Prime Minister Mostafa Madbouly reaffirmed the government’s full support for the petroleum and petrochemical refining sectors, emphasizing that achieving self-sufficiency in products such as gasoline and diesel is a national priority to reduce the import bill.
This came during the Prime Minister’s high-level meeting at the New Administrative Capital on with state officials to review mechanisms to encourage investment and secure the necessary financing for refining projects, according to a statement by the Cabinet.
The meeting was attended by Hassan Abdalla, Governor of the Central Bank of Egypt (CBE); Rania Al-Mashat, Minister of Planning, Economic Development, and International Cooperation; Hassan El-Khatib, Minister of Investment and Foreign Trade; and Karim Badawi, Minister of Petroleum and Mineral Resources.
Badawi outlined the Ministry of Petroleum and Mineral Resources’ (MoPMR) current strategy, which focuses on several key pillars including meeting domestic demand through intensified exploration and production (E&P), maximizing value through refining and petrochemicals, and revitalizing the mining sector.

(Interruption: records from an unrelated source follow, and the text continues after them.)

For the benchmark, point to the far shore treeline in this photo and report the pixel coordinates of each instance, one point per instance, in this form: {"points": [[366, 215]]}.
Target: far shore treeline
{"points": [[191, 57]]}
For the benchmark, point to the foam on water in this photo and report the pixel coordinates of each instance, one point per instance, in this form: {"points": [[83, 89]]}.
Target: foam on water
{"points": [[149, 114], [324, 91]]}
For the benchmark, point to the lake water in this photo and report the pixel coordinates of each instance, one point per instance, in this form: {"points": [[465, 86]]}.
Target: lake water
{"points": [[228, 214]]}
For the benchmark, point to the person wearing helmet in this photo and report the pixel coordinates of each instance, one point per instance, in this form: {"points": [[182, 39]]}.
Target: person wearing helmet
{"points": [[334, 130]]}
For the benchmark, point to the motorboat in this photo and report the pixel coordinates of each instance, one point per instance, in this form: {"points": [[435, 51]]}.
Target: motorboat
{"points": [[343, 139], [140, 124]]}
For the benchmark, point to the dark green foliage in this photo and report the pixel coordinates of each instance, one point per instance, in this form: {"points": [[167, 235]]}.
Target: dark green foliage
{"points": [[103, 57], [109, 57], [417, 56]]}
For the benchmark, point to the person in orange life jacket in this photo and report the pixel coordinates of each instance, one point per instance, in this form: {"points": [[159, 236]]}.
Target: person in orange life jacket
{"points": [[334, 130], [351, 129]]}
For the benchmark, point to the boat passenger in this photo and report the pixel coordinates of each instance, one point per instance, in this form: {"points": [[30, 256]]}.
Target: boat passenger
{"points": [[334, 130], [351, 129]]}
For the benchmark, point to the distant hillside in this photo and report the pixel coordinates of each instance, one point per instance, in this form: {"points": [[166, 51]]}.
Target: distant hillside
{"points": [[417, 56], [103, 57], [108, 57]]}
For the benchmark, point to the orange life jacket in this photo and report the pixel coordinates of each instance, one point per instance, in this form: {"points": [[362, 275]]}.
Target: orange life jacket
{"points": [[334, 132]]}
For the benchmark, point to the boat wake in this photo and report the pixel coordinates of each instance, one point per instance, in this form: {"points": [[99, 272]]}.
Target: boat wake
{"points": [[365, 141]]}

As part of the drive to maximize the economic yield of petroleum resources, Badawi presented a comprehensive plan for gasoline and diesel refining. This included a review of crude oil production figures from July 2021 through December 2025, alongside the design capacities and geographical distribution of national refineries in Cairo, Alexandria, Tanta, Suez, and Assiut.
Furthermore, Badawi detailed the specific crude oil volumes required to reach total self-sufficiency for gasoline and diesel, presenting a clear timeline to phase out imports. He highlighted ongoing refinery projects and the necessary financing to bring these facilities to their full operational capacities.
To secure this capital, Badawi announced that an upcoming meeting will be held with several investment banks to showcase opportunities within the petroleum and mineral resources sectors. He noted that the Ministry regularly reviews refining investment opportunities with both Arab and foreign investors to foster an attractive investment climate.
The MoPMR underscored the projected investment returns from these solar and gasoline projects, reiterating that state institutions are working as an integrated team to promote these opportunities.
This collaborative effort aims to provide a comprehensive reference for international banks and investors, highlighting the strategic importance of Egypt’s refining infrastructure in reducing fiscal pressure and ensuring energy security.
The shift toward “Refining Locally” has already yielded measurable economic gains. The petroleum refining sub-sector witnessed exceptional growth of approximately 44% in fiscal year 2024/25, reaching a value of EGP 0.522 trillion. This surge in downstream value helped offset declines in raw crude exports, demonstrating the success of the government’s strategy to capture higher profit margins by processing local feedstock into high-demand fuels.